(E. Hopper - Releitura para revista New Yorker) |
26. Dezesseis do seis de dois mil e quatorze. Meia noite e dez.
Admito que estava ansioso a pouco. Muito ansioso a pouco. Há dez minutos não
sabia se o que queria era ler, tomar banho, tentar dormir, espiar as estrelas
ou chorar. Coisa idiota, afinal, como minha mãe gosta de dizer, só completo
realmente anos ás dezessete horas, instante em que vim ao mundo, meu registro de
nascimento diz que é ás cinco e trinta da tarde. Mas a virada do ano é sempre
uma data estranha para mim.
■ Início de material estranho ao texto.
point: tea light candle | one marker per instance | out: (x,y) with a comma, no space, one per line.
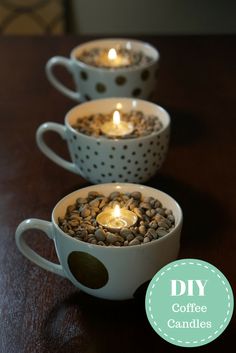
(116,218)
(116,127)
(116,60)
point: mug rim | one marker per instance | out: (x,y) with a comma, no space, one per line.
(116,140)
(119,69)
(115,185)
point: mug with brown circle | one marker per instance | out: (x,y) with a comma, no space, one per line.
(136,78)
(100,159)
(107,272)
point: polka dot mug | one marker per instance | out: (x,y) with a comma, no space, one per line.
(100,159)
(93,82)
(115,273)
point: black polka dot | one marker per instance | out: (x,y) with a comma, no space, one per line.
(100,87)
(156,73)
(136,92)
(87,97)
(83,75)
(120,80)
(145,75)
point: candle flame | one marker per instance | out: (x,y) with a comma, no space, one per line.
(116,211)
(112,55)
(116,118)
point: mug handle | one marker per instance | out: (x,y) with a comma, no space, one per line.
(30,254)
(68,65)
(60,130)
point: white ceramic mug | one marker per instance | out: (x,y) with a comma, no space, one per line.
(105,272)
(110,160)
(94,82)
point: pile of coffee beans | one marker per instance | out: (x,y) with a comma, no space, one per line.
(93,57)
(154,220)
(143,124)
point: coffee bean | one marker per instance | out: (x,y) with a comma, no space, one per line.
(85,212)
(138,212)
(142,229)
(100,234)
(161,232)
(136,195)
(146,240)
(134,242)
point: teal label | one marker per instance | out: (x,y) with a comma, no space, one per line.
(189,302)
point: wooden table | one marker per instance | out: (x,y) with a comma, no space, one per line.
(41,312)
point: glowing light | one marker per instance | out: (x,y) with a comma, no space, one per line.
(112,55)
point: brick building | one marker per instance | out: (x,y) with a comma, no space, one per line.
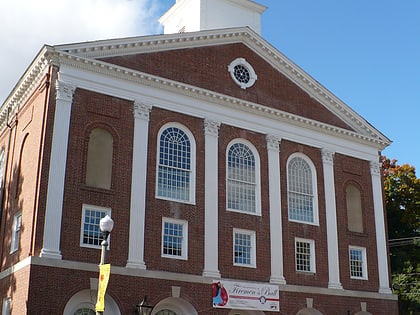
(237,183)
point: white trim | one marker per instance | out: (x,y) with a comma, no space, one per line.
(314,187)
(276,227)
(257,176)
(331,219)
(105,211)
(184,244)
(138,187)
(211,199)
(253,262)
(312,259)
(182,277)
(57,171)
(252,75)
(381,242)
(364,262)
(191,138)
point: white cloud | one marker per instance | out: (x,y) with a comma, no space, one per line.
(26,25)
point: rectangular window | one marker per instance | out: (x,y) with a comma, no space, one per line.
(244,248)
(17,227)
(5,310)
(305,255)
(91,235)
(358,265)
(174,238)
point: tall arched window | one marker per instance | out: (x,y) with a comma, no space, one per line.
(301,190)
(354,209)
(99,159)
(242,176)
(176,164)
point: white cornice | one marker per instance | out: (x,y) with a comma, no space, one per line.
(97,66)
(85,55)
(145,44)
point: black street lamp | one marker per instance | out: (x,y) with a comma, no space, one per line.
(106,225)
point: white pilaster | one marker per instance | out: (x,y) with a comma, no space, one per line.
(138,186)
(276,231)
(211,211)
(57,172)
(331,214)
(375,170)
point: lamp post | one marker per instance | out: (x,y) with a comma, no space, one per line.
(105,225)
(144,308)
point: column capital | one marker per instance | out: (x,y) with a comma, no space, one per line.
(273,142)
(141,110)
(375,168)
(211,127)
(64,91)
(327,156)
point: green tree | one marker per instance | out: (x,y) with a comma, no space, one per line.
(402,199)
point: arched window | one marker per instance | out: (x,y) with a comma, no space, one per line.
(301,190)
(176,164)
(99,159)
(242,176)
(354,209)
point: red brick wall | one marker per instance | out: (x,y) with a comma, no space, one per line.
(156,209)
(353,171)
(207,67)
(92,110)
(293,229)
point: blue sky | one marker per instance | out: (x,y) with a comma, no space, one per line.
(366,52)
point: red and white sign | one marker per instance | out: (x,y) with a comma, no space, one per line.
(245,295)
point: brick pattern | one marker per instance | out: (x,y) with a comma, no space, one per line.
(207,67)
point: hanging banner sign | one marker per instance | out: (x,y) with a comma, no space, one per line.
(245,295)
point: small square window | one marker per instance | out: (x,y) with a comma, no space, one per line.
(17,227)
(174,238)
(305,255)
(91,235)
(358,265)
(244,248)
(6,306)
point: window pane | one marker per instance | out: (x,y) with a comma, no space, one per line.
(91,232)
(300,190)
(356,263)
(303,256)
(241,179)
(174,168)
(172,239)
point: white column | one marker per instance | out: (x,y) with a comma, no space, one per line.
(211,199)
(276,230)
(331,214)
(375,170)
(138,186)
(57,172)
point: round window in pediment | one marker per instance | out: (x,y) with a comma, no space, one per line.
(242,73)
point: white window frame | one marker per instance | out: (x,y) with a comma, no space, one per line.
(5,310)
(253,251)
(105,211)
(312,259)
(16,232)
(314,189)
(252,75)
(192,170)
(364,262)
(184,241)
(257,175)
A virada de meus anos de vida, mais ainda.
No momento exato em que o relógio deu meia noite, não fiz nada do
que disse acima, meia noite eu estava era enchendo uma garrafa com água, rezando
para que o garrafão, já no fim, servisse para encher pelo menos mais um litro
de água. Caso contrário eu teria, com minha sede de hortaliça, sair á meia
noite, nos primeiros minutos de meu aniversário, para ir comprar água. Mas deu.
– Rezar, para ser sincero não rezei, ou rezei? Dependendo do conceito que cada
um tenha de oração, pode se dizer que sim. No meu sim, eu rezei: Simplesmente
fechei os olhos e mentalizei que o filtro se esvaziaria justamente quando a
garrafa na minha mão estivesse cheia. Volto a fechar os olhos agora, porque temo
que este texto vire algo que tanto detesto em escritos alheios. Realmente não
custa nada fechar os olhos e fazer joguinhos como o que fiz na água: Se está
garrafa encher significa que... (como pedido de aniversário não se diz,
compreenda-me, perdoem-me). Fazia tempo que eu não realizava esses jogos tão comuns
nos solitários e introspectivos. Fazia mesmo.
E como uma dessas armadilhas dos pensamentos vadios nos dias de
aniversário, ou, um desses truques óbvios que os escritores se valem ligando o
final do texto com as ideias iniciais, me ponho a pensar agora que se o
garrafão de água estivesse seco, poderia ser que eu saísse para comprar água no
posto de gasolina e lá encontrasse algo de muito bom, ou como é muito provável em
nossa cidade, a meia noite em uma loja de conveniência esquecida por deus, algo
de muito ruim. Porém, a única certeza que tenho agora é que se isto ocorresse de
uma forma ou de outra eu não teria lido de cabo a rabo, por duas vezes, o meu
registro de nascimento e nele descoberto que fui registrado no cartório do
bebedouro, pela escrivã Aldacy Costa e pensando que possivelmente meu pai tenha
ouvido da mulher do cartório a seguinte piada velha dos simpáticos sem assuntos:
Nossa, Alcides, é quase Aldacy, não é? Menos forçado que pensar isso, é
descobrir a possível raiz do meu, até aqui, desconhecido carinho
pelo judiado bairro do Bebedouro.
Hoje completo 26 anos.
Pelo menos estou mais bem conservado que meu estropiado registro.